Sonrió pero no dijo nada.
Supongo que, como de costumbre, Ted y yo teníamos teorías diferentes. Yo pensaba que el asesinato de Frankfurt era la maniobra de diversión. Y estaba casi seguro de que el astuto Ted lo pensaba también pero quería que yo fuese a Alemania. Interesante. Bien, si Ted dice que vaya al punto B, entonces me quedo en el punto A. Así de sencillo.
Kate ya estaba en la cama, instándome a que me reuniera con ella. Así que me metí en la piltra y nos acurrucamos, entrelazando los brazos y las piernas. Las sábanas eran frescas y tersas, la almohada y el colchón eran firmes, y también lo era Kate Mayfield. Esto era mejor que dar cabezadas en el sillón delante del televisor.

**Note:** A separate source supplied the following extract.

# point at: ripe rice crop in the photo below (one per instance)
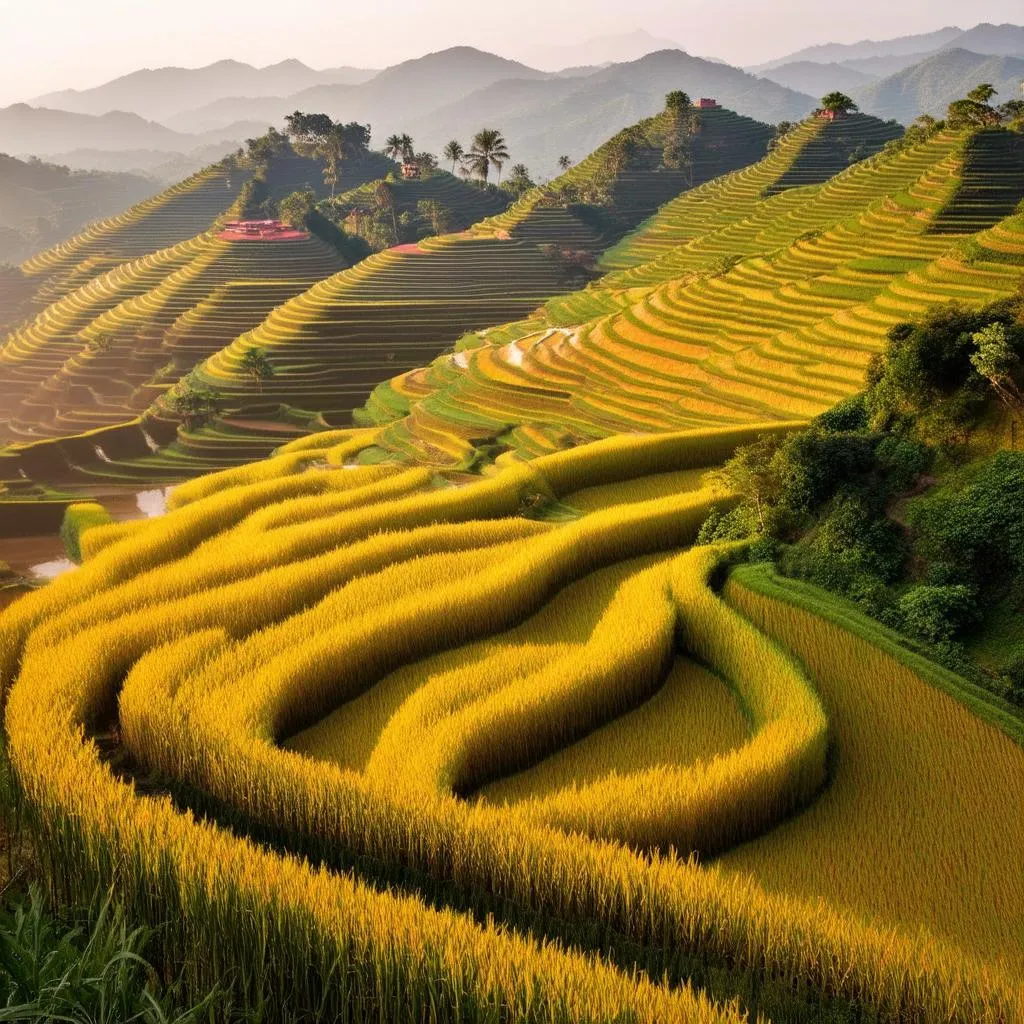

El cerebro grande se estaba adormilando, pero el cerebro pequeño estaba completamente despierto, como sucede a veces. Kate se puso encima de mí y guardó el pajarito en la jaula. En algún momento me desvanecí y soñé con extraordinario realismo que estaba haciendo el amor con Kate Mayfield.
CAPÍTULO 41
Asad Jalil contemplaba la franja de campiña que se deslizaba bajo el avión mientras el viejo Piper atravesaba el límpido firmamento a 2 500 metros de altura, en dirección nordeste, rumbo a Long Island.
– Tenemos un buen viento de cola, así que estamos haciendo un tiempo excelente -dijo Bill Satherwaite a su pasajero.
– Magnífico. -El viento de cola te ha acortado la vida.
– Pues, como le decía, aquélla era la misión de ataque en caza a reacción más larga jamás realizada. Y el F-l 11 no es precisamente cómodo.
Jalil permanecía en silencio, escuchando.
– Los jodidos franceses no quisieron dejarnos volar sobre su país -continuó Satherwaite-. Pero los italianos no pusieron pegas, dijeron que podíamos aterrizar en Sicilia si hacía falta. Así que, para mí, ustedes son estupendos.
– Gracias.
Estaba pasando bajo ellos Norfolk, en Virginia, y Satherwaite aprovechó la oportunidad para señalar por encima del ala derecha la base naval estadounidense.
– Mire, ahí está la flota, ¿ve esos dos portaaviones en sus dársenas? ¿Los ve?